Optionally, profiling data generated by the perf tools in linux can be merged with the .json files using the turbolizer-perf.py file included. The following command is an example of using the perf script:

perf script -i perf.data.jitted -s turbolizer-perf.py turbo-main.json

The output of the above command is a json object that can be piped to a file which, when uploaded to turbolizer, will display the event counts from perf next to each instruction in the disassembly. Further detail can be found in the bottom of this document under "Using Perf with Turbo."

Using the python interface in perf script requires python-dev to be installed and perf be recompiled with python support enabled. Once recompiled, the variable PERF_EXEC_PATH must be set to the location of the recompiled perf binaries.

Graph visualization and manipulation based on Mike Bostock's sample code for an interactive tool for creating directed graphs. Original source is at https://github.com/metacademy/directed-graph-creator and released under the MIT/X license.

Icons derived from the "White Olive Collection" created by Breezi released under the Creative Commons BY license.

Using Perf with Turbo

In order to generate perf data that matches exactly with the turbofan trace, you must use either a debug build of v8 or a release build with the flag 'disassembler=on'. This flag ensures that the '--trace-turbo' will output the necessary disassembly for linking with the perf profile.

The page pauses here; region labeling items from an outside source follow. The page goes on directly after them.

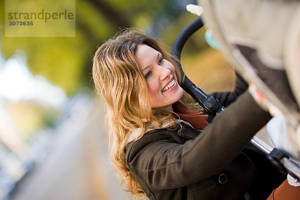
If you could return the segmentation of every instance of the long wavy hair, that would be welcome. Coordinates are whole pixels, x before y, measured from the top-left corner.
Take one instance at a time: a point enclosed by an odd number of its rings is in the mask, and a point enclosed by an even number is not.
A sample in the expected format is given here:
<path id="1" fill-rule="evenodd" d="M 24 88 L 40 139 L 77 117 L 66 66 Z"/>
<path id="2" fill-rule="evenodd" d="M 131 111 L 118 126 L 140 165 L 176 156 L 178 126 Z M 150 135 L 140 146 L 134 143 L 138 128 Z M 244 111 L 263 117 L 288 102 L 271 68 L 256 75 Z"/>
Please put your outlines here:
<path id="1" fill-rule="evenodd" d="M 134 28 L 120 31 L 98 47 L 92 66 L 96 92 L 107 106 L 112 128 L 109 136 L 111 162 L 121 175 L 122 184 L 126 186 L 124 190 L 137 198 L 144 196 L 144 192 L 127 166 L 124 150 L 131 134 L 140 130 L 134 138 L 136 140 L 148 128 L 176 128 L 171 112 L 151 107 L 146 80 L 135 56 L 138 46 L 142 44 L 160 52 L 164 58 L 173 64 L 181 84 L 179 69 L 170 54 L 156 40 Z M 186 92 L 181 100 L 190 108 L 194 105 L 192 98 Z"/>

The basic example of generating the required data is as follows:

perf record -k mono /path/to/d8 --trace-turbo --perf-prof main.js
perf inject -j -i perf.data -o perf.data.jitted
perf script -i perf.data.jitted -s turbolizer-perf.py turbo-main.json

These commands combined will run and profile d8, merge the output into a single 'perf.data.jitted' file, then take the event data from that and link them to the disassembly in the 'turbo-main.json'. Note that, as above, the output of the script command must be piped to a file for uploading to turbolizer.

There are many options that can be added to the first command, for example '-e' can be used to specify the counting of specific events (default: cycles), as well as '--cpu' to specify which CPU to sample.